- Film poster
- Directed by: Mario Andreacchio
- Screenplay by: Rob George
- Produced by: Ron Saunders Harley Manners
- Starring: Cassandra Delaney Peter Ford David Sandford Garry Who
- Cinematography: Andrew Lesnie
- Edited by: A.J. Prowse
- Music by: Ashley Irwin
- Production company: Southern Films International
- Distributed by: CEL Film Distribution
- Release date: 24 July 1986;
- Running time: 90 minutes
- Country: Australia
- Language: English
- Budget: A$1.26 million
- Box office: AU$13,902 (Australia)

= Fair Game (1986 film) =

Fair Game is a 1986 Australian action thriller film directed by Mario Andreacchio from a screenplay by Rob George. Quentin Tarantino enthuses about the movie in the 2008 documentary Not Quite Hollywood.

==Plot==
Jessica runs a wildlife sanctuary in the Outback and discovers that hunters have been illegally shooting kangaroos on her land, to sell the meat to pet food companies. As she drives into town, she is menaced by their vehicles, a transport van and a modified Ford F100. One of the hunters, Ringo, climbs onto her car, while her windscreen is broken. She notifies the police, who are indifferent and say they can do nothing without any hard evidence. She meets the leader of the hunters, Sunny, in the local store. He seems friendly and buys one of her paintings, but refuses to acknowledge that the hunters are doing anything wrong. As she leaves, Ringo attempts to take upskirt photos of her and she humiliates him.

Later, she finds a polaroid picture of her sleeping naked pinned to her fridge, and realises Ringo must have broken into her house to take it.

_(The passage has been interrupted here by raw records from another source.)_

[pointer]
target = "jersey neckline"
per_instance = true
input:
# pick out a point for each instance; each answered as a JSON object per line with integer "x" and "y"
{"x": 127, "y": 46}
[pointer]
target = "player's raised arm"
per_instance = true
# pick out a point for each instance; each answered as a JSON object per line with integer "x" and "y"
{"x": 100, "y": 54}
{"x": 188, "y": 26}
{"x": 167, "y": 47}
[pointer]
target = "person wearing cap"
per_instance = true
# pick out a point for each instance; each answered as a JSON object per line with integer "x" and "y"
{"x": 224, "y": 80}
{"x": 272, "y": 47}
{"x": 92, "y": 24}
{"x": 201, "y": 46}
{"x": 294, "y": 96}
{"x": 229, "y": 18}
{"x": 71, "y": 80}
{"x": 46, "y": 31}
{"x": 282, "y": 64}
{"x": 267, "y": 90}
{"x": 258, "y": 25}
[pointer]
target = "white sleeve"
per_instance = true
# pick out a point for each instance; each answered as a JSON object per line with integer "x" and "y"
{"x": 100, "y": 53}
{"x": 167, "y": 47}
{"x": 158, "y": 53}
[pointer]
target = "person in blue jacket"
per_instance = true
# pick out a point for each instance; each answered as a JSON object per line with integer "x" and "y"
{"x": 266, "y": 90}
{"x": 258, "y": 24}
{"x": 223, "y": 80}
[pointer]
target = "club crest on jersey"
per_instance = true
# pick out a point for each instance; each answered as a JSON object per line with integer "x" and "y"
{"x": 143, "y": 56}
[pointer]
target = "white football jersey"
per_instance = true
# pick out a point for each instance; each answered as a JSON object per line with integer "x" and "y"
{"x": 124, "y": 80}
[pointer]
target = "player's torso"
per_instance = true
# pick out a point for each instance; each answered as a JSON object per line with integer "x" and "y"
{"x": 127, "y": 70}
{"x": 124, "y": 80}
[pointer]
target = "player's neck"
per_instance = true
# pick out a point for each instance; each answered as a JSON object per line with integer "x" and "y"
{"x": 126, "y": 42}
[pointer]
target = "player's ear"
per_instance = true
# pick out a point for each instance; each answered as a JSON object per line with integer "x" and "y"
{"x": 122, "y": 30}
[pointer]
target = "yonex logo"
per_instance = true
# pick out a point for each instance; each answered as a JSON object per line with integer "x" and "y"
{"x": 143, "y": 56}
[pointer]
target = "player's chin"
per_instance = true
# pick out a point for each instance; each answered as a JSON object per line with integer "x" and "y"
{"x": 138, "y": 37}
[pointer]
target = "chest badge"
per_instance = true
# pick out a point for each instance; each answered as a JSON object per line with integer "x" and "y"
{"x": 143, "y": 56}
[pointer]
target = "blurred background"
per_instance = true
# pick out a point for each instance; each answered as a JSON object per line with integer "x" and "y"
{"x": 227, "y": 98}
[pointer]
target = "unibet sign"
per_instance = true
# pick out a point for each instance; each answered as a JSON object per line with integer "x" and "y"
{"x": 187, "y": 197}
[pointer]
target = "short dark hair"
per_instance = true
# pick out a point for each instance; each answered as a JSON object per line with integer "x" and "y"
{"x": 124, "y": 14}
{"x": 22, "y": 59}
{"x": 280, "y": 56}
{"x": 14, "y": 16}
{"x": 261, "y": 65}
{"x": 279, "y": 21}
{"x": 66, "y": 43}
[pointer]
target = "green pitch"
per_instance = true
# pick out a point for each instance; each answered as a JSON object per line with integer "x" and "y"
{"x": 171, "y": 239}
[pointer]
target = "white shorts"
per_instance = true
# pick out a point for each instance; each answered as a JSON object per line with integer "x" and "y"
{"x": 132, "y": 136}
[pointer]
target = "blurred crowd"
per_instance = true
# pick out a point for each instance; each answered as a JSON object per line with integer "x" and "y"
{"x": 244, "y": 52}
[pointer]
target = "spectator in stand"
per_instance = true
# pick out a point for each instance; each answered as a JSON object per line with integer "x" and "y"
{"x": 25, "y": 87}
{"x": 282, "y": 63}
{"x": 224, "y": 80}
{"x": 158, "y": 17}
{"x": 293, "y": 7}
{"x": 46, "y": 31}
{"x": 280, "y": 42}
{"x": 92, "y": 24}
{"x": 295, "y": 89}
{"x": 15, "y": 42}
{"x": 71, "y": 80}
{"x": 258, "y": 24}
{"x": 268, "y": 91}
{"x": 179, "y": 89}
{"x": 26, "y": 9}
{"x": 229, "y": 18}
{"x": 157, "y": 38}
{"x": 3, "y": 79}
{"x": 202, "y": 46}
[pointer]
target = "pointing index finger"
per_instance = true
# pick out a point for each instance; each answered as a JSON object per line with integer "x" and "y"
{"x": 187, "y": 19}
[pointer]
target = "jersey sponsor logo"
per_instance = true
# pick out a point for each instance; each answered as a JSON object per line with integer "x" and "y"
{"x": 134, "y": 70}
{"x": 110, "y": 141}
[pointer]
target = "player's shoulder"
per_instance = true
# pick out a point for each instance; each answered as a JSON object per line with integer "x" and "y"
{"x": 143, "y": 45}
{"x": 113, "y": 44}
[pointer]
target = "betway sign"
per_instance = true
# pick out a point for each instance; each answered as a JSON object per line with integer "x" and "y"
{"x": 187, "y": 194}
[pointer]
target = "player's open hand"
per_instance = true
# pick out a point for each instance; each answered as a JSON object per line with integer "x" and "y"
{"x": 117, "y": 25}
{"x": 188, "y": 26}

She drives to see her friends the Taylors, where she finds Ringo and his friend Sparks using her painting for target practice. At Sunny's invitation, she borrows their rifle, and uses it to destroy Ringo's camera. In revenge, the hunters run her car off the road and pursue her on foot into the outback. She evades them, but loses her dog Kyla. When she returns to her house on foot, she finds that they have returned her broken-down car, with a dead kangaroo in the front seat. At night, they torment her horse, Frankie, and threaten her directly when she intervenes.

After hearing the hunters shooting all night, Jessica sneaks into their camp and welds their hunting rifles together, rendering them unusable. The hunters come to her house and indiscriminately blast it with their remaining weapons, destroying some outbuildings and killing many of the sanctuary animals. They then cut Jessica's clothes off, tie her to the front of the F100 and drive around the bush, to "even the score" as Sunny puts it.

Jessica steals the hunters' transport van and overturns it with Sparks inside, who survives. Riding Frankie, she then lures Ringo on his motorcycle into a canyon, with Ringo again narrowly escaping the destruction of his vehicle. She then lures the hunters into a cave and blocks them in with a rockslide. However, Ringo shoots Frankie as she is riding away. The hunters eventually escape. They destroy her house, but fall victim to traps she has placed around the property: Ringo is electrocuted, and Sparks impales himself on an anvil. Eventually, Sunny drives the F100 into a pit trap and Jessica burns him alive with a molotov cocktail. Surveying the destruction, she is reunited with Kyla, who arrives limping but alive.

==Cast==
- Cassandra Delaney as Jessica
- Peter Ford as Sunny
- David Sandford as Ringo
- Garry Who as Sparks
- Don Barker as Frank
- Carmel Young as Moira
- Tony Clay as Derek
- Adrian Shirley as Victor

==Production==
The movie was shot in South Australia with the assistance of the Australian Film Commission. Director Mario Andreacchio later said:
Fair Game came out of a situation where we were wanting to make a movie that was a B-grade video suspense thriller. I wanted to treat it like comic book violence – it was always like a comic book study of violence. What amazed me and the thing I found quite disappointing was that it started to become a cult film in some parts of the world and people were taking it seriously. And that, for me, became a real turning point. I thought, if people are taking this seriously, then I don't think I can make this sort of material.

==Box office==
Fair Game grossed $13,902 at the box office in Australia.